Nach dem Essen nahmen einige Krieger lange Pfeifen von den Frauen entgegen. Die Frauen waren beständig um die Krieger herum beschäftigt, nahmen ihnen die Essschalen ab und reichten ihnen Trinkkrüge, hielten sich ansonsten aber im Hintergrund. Lyana holte unsere Pfeifen und den Tabak aus unserem Gepäck. Auf Anweisung der Elben hatten wir es in einem leeren Raum am Ende der Wohnhütte abgelegt, vor der wir auf die Ratsversammlung gewartet hatten. Der Krieger neben mir tat ein paar Züge aus der Pfeife, die sein Nachbar ihm gereicht hatte, dann gab er sie an mich weiter. Im Gegenzug reichte ich ihm meine Pfeife. Er nickte mir anerkennend zu. Sein ernstes Gesicht zeigte beinahe ein Lächeln. Er drehte die kleine, bauchige Pfeife mit unverhohlener Neugier in den Händen. Dann tat er einen kräftigen Zug. Überrascht riss er die Augen auf. Er versuchte mühsam, seine würdige Haltung zu bewahren, während er einen Hustenanfall unterdrückte. An dem amüsiertem Gemurmel erkannte ich, dass viele Krieger unseren Pfeifentausch beobachtet hatten. Belustigt schauten sie auf den neben mir sitzenden Krieger, den immer noch verhaltener Husten beutelte. Er gab meine Pfeife an seinen Nachbarn weiter, der sie mit Würde entgegen nahm. Zur Freude der Krieger um das Feuer musste auch er heftig husten, nachdem er einen Zug getan hatte.

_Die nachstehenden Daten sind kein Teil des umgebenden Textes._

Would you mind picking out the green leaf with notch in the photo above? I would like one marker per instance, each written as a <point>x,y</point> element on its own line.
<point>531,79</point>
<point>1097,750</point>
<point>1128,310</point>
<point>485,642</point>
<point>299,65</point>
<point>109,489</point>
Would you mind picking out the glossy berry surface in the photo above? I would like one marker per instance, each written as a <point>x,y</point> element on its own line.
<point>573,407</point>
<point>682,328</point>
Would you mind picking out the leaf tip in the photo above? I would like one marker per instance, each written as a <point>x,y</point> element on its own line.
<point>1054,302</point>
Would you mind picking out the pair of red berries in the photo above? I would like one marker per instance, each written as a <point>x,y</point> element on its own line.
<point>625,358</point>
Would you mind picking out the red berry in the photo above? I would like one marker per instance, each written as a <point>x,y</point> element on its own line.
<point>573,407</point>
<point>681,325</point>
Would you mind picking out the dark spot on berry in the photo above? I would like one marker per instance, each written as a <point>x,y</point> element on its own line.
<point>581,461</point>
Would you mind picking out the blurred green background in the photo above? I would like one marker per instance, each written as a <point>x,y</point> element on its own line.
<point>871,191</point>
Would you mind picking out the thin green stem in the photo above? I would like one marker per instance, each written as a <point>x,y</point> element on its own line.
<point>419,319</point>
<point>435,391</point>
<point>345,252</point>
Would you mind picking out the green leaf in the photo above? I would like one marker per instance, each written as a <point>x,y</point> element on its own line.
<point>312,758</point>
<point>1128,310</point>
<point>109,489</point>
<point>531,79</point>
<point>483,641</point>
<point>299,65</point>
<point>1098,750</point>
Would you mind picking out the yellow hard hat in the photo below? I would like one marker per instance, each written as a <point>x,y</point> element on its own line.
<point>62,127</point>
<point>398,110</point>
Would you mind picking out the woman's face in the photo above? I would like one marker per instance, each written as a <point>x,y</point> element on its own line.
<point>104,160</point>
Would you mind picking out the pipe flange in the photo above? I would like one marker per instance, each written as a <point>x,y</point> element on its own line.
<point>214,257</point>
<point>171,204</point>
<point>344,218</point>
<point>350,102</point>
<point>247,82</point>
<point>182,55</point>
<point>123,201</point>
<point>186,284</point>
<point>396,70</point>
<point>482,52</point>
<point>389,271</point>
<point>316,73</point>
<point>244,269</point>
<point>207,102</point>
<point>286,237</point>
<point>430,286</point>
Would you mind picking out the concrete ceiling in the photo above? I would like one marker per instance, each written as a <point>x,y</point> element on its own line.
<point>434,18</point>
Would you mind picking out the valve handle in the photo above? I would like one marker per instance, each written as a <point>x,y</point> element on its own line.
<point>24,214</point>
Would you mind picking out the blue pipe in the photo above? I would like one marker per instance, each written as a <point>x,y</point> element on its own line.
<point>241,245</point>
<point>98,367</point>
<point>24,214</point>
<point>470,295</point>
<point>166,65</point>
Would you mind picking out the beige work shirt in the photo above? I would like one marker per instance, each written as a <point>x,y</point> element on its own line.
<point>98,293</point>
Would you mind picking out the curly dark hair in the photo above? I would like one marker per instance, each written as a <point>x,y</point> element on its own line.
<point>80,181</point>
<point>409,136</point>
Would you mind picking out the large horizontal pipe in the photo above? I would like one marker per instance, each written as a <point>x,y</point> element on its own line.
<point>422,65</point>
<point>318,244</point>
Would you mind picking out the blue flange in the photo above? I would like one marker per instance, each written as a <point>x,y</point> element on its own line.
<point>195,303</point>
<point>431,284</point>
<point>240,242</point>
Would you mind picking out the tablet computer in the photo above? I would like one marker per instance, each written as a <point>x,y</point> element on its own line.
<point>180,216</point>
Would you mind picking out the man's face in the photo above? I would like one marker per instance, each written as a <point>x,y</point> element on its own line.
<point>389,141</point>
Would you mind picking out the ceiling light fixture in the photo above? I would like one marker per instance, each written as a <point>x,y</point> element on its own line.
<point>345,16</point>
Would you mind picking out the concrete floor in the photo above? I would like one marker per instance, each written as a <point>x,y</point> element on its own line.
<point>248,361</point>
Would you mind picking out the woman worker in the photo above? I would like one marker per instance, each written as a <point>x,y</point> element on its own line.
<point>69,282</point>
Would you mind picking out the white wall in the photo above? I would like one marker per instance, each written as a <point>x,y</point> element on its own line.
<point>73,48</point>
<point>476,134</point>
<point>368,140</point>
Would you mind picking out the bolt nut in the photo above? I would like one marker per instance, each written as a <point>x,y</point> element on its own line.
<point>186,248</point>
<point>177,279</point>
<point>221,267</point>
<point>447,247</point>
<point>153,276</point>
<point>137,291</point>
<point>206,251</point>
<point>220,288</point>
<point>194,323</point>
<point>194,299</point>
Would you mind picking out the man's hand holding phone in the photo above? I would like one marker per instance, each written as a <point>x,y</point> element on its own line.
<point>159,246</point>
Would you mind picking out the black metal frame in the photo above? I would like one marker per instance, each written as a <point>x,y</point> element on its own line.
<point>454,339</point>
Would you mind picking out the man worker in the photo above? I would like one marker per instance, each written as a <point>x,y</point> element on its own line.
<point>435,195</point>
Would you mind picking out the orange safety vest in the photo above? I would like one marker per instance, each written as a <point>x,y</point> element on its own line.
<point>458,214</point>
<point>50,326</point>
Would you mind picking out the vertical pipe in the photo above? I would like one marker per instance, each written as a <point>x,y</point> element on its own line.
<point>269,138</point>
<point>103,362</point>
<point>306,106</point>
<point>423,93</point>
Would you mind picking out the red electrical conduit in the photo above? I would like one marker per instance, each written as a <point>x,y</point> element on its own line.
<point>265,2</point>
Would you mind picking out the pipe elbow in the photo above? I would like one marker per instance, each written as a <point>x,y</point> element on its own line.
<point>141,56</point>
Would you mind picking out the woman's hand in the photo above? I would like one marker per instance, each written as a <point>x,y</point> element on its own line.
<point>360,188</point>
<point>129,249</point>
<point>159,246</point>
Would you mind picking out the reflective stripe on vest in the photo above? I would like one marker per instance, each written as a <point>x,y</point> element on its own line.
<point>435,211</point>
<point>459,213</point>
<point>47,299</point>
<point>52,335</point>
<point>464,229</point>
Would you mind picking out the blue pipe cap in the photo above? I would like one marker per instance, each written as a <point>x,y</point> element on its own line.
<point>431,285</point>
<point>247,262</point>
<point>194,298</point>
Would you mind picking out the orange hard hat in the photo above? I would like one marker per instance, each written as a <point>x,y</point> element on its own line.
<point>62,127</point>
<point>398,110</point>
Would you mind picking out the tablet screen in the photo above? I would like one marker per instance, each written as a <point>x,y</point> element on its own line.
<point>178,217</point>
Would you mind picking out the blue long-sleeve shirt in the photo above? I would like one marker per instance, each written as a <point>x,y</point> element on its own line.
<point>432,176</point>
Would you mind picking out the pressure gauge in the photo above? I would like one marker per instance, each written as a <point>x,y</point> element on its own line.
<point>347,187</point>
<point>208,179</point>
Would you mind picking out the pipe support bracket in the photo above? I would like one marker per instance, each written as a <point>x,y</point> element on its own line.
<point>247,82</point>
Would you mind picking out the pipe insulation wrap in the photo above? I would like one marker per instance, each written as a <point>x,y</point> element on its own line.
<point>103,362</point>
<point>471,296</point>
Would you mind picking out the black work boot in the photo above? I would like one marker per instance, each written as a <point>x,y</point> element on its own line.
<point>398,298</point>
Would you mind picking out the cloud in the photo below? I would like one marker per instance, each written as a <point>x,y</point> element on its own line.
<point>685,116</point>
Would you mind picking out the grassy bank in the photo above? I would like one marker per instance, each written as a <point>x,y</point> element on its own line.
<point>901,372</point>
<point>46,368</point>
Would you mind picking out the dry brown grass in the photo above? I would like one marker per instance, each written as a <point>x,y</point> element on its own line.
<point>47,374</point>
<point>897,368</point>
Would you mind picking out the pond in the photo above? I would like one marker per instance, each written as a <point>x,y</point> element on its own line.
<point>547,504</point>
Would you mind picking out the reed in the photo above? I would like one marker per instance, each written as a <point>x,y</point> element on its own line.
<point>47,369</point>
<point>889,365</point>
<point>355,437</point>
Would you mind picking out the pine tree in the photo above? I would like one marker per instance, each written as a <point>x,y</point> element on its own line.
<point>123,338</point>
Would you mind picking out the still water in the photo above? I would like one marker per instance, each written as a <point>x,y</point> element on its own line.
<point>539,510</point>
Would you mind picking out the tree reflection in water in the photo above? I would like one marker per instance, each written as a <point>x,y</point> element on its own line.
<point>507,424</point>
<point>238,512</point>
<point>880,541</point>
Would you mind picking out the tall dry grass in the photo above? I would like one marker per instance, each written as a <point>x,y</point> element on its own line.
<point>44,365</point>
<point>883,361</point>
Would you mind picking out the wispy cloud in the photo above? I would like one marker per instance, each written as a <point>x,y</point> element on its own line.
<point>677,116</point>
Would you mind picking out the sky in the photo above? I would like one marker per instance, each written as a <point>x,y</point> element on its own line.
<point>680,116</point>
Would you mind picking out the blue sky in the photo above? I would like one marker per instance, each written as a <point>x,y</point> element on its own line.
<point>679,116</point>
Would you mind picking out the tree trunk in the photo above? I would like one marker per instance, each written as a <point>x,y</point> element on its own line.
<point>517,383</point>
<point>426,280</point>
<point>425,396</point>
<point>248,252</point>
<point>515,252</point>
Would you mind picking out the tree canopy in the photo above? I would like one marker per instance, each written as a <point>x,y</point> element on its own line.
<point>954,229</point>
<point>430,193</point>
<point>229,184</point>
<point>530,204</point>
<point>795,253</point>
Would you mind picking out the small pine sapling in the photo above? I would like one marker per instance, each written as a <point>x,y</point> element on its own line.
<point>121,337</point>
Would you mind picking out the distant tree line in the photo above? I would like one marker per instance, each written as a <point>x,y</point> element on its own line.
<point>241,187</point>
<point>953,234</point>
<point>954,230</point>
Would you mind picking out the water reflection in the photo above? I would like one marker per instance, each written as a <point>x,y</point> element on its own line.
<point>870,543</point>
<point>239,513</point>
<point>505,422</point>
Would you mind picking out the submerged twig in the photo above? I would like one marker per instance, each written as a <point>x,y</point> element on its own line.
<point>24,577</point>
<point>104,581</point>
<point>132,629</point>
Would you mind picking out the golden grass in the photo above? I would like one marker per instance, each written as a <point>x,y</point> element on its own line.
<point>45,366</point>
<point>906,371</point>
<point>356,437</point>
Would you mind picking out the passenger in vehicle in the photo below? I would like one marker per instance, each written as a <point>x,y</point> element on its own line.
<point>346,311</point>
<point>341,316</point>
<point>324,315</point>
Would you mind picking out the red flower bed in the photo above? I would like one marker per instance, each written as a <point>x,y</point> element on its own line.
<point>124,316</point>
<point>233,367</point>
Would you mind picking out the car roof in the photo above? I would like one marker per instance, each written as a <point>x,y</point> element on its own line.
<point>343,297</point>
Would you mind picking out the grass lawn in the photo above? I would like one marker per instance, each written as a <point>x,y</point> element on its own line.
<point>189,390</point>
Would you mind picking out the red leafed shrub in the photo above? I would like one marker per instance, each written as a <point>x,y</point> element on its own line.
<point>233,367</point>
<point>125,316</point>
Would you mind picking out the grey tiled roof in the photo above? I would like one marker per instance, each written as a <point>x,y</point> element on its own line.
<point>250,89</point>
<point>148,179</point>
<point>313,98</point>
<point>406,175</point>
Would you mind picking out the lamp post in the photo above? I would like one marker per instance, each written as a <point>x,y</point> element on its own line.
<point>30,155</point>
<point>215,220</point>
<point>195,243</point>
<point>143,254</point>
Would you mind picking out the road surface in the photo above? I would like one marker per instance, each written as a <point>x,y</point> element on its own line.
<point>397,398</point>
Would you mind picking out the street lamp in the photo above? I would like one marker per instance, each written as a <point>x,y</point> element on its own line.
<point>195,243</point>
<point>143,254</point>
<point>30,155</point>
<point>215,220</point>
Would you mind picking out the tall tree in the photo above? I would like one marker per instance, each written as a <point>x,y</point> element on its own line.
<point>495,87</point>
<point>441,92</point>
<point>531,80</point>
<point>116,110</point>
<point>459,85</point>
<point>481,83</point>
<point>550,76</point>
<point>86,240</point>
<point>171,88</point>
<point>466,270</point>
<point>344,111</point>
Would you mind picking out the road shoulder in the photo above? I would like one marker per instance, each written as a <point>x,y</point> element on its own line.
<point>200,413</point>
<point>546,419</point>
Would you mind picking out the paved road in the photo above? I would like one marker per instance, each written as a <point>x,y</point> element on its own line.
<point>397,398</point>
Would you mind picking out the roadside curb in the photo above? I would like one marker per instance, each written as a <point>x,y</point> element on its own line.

Während meine Pfeife die Runde machte, zog ich an der langen Elbenpfeife. Der Rauch schmeckte nach Buchenlaub. Einige Krieger, die mir zusahen, schienen enttäuscht, dass ihre Pfeife nicht die gleiche Wirkung bei mir hervorrief wie umgekehrt. Ich gab die Pfeife an Kat weiter. Aeolin hatte sich neben Lyana gesetzt. Die beiden sprachen leise miteinander. Als meine Pfeife Lohan hingehalten wurde, stand er auf und verließ die Runde, ohne die Pfeife in die Hand zu nehmen.
Der Mond kam über den Bergspitzen hervor. Im blassen Mondlicht stimmte einer der Elbenkrieger einen sanften, wehmütigen Gesang an, der an die Melodien erinnerte, die Lyana auf ihrer Flöte spielte. Nach einer Weile standen Aeolin und Lyana auf und gingen in ein leises Gespräch vertieft zwischen den Hütten davon.
Ich sprach den Elb neben mir an. „Alle Krieger am Feuer sind Männer. Nur wenige Frauen bei euch scheinen Kriegerinnen zu sein?“
Der hochgewachsene Mann nickte. „Aeolin, die junge Kriegerin der dritten Feder, ist die einzige Frau des Clans, die den Weg des Kriegers gewählt hat. Nicht alle meine Brüder in der Ratsversammlung stimmten dafür, sie in den Rat der Krieger aufzunehmen. Tamelund, unser Vater selbst war es, der ihr den Weg des Kriegers erlaubte. Sie ist eine große Kämpferin und Bogenschützin. Ihr Herz kennt keine Furcht.“
„Lohan hat vermutlich dagegen gestimmt? Er schien heute immer wieder gegen sie zu reden.“
Der Elb blickte nachdenklich in die heruntergebrannte Glut. „Lohans Seele ist gebrochen. Seine Augen schauen das Licht der Morgenstunde im Wald, aber sein zerrissenes Herz bleibt dunkel. Hast du die Narbe an seinem Hals gesehen, die ihn brandmarkt?“
Eine Ahnung beschlich mich. Mit einem Mal begriff ich den blanken Hass, den Lohan mir entgegenschleuderte.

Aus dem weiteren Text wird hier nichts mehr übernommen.